Dr. Phillips continued, "Would you
do it in order to hurt them, or in order to pursue your own legitimate
goals?"

"No, not to hurt them. Of course
not."

"So if they're hurt, it's because
they've chosen to make a morally neutral decision a hurtful one." She
looked for an indication of understanding from her patient. "You're not
responsible for the way they feel or react."

Claudia experienced a rush of relief, as
well as a surge of warmth for the therapist. She smiled.

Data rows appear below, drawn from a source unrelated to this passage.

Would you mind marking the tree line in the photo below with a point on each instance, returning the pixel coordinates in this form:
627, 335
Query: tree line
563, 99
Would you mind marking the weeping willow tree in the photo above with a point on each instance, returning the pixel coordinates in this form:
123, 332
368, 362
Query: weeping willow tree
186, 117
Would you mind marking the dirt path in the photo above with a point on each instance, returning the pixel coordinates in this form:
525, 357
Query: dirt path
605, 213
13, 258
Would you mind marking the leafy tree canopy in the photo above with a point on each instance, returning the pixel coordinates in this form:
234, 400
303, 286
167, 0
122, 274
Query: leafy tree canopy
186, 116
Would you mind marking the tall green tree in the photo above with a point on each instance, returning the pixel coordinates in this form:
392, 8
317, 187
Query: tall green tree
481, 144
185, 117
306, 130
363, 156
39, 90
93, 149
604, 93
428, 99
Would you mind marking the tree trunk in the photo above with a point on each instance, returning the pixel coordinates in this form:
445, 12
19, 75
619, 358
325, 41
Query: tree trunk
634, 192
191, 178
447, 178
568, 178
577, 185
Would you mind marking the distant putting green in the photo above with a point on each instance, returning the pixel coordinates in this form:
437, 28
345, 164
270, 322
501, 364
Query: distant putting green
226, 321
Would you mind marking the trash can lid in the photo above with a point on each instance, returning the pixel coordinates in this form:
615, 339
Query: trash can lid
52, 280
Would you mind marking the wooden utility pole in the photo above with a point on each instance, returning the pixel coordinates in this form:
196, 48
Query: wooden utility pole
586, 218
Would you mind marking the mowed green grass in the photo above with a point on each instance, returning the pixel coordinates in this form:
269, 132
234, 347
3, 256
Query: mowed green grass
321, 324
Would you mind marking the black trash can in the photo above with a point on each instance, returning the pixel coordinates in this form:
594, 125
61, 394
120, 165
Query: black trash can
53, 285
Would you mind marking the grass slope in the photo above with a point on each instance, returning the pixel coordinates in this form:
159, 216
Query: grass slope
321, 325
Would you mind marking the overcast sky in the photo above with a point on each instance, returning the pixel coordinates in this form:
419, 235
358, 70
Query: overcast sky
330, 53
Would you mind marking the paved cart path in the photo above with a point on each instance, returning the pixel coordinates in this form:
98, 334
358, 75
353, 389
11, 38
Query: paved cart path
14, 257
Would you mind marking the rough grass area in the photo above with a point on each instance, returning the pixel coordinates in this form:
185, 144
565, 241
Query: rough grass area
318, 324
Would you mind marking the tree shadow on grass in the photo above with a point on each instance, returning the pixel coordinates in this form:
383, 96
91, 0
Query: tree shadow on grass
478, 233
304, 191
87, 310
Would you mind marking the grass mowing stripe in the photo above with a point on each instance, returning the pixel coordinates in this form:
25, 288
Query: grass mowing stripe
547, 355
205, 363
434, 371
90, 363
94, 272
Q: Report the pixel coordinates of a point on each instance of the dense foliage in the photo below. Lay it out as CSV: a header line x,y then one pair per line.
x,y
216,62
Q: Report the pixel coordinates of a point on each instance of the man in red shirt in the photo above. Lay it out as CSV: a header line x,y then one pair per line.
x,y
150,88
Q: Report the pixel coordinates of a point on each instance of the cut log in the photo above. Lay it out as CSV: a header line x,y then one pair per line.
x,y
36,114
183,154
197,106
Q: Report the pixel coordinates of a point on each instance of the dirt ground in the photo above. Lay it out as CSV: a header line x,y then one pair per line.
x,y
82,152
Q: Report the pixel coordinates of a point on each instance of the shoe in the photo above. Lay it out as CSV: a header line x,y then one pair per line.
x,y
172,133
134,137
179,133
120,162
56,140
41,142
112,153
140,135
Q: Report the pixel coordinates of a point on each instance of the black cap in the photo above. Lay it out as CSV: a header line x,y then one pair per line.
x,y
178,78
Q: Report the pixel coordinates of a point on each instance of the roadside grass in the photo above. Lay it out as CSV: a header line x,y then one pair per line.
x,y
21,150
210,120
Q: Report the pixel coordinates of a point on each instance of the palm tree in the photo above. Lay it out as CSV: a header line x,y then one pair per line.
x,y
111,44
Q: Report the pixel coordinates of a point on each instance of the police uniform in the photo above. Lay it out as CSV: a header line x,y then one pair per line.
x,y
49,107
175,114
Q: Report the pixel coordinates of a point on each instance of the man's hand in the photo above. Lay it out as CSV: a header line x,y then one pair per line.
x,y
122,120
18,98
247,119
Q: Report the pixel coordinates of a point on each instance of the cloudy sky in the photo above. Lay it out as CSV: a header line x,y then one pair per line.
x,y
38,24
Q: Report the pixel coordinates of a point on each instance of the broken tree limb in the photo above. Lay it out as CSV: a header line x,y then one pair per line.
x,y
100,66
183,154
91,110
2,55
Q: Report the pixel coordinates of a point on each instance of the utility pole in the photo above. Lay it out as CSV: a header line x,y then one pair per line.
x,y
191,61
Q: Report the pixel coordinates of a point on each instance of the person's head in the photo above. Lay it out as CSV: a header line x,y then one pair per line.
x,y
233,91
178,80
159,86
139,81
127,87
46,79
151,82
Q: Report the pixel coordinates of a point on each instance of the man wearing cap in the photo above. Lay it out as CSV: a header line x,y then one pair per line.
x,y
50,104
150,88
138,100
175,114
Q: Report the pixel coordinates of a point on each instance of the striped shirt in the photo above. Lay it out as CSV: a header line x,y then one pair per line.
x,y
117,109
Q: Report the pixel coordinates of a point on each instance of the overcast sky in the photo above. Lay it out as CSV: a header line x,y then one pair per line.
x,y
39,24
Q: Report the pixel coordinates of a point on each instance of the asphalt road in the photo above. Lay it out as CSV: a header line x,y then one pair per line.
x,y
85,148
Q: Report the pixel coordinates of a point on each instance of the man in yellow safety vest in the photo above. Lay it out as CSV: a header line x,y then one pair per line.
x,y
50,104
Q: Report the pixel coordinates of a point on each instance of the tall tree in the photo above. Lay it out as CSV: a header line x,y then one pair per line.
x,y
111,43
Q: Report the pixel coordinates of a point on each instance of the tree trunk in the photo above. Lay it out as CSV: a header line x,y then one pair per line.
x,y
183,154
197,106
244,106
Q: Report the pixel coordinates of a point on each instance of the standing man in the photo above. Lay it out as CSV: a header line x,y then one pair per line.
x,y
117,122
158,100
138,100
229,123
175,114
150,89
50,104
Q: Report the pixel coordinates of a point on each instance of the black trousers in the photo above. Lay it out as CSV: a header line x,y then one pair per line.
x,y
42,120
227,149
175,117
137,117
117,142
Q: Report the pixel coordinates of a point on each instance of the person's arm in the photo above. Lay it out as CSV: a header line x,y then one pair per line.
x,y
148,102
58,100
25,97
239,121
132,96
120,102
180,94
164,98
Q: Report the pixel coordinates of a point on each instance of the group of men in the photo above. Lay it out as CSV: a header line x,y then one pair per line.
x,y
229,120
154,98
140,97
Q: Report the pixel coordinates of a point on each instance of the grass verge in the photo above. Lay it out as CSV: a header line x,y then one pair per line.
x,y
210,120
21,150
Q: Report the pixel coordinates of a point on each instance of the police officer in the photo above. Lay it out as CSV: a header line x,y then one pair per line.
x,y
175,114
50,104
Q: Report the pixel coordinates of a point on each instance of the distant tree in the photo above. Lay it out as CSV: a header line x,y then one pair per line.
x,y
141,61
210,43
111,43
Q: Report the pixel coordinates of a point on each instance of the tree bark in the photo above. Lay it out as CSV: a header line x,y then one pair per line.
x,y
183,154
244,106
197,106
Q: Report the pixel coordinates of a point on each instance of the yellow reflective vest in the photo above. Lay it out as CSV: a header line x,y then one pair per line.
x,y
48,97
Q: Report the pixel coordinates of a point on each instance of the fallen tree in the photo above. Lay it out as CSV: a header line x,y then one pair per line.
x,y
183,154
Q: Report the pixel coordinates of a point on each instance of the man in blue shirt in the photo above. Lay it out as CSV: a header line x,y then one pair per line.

"You're responsible for your
happiness, not theirs," Dr. Phillips articulated, just to be sure the
message got through.

Dr. Phillips saw the light go on behind
Claudia's eyes as she took this in: she was responsible for making herself
happy. She couldn't spend her life worrying about the happiness of others.

"Once you understand this,
Claudia," Dr. Phillips continued, "it can make a huge difference in
your life."

 

Chapter
36

Vanessa was living in residence on campus, having moved
into an empty suite two floors below Claudia's. Claudia waited until ten
o'clock lights out, made sure her wards were in compliance with the rules, and
then headed downstairs. She rapped sharply on the door and waited for a
response. She heard a shuffle of papers, then a shuffle of slippers across the
hard wood floor.

"Oh! Hello, Claudia," Vanessa
said, opening the door and poking her head around before settling her gaze upon
her visitor's face. "I thought you might be one of the girls."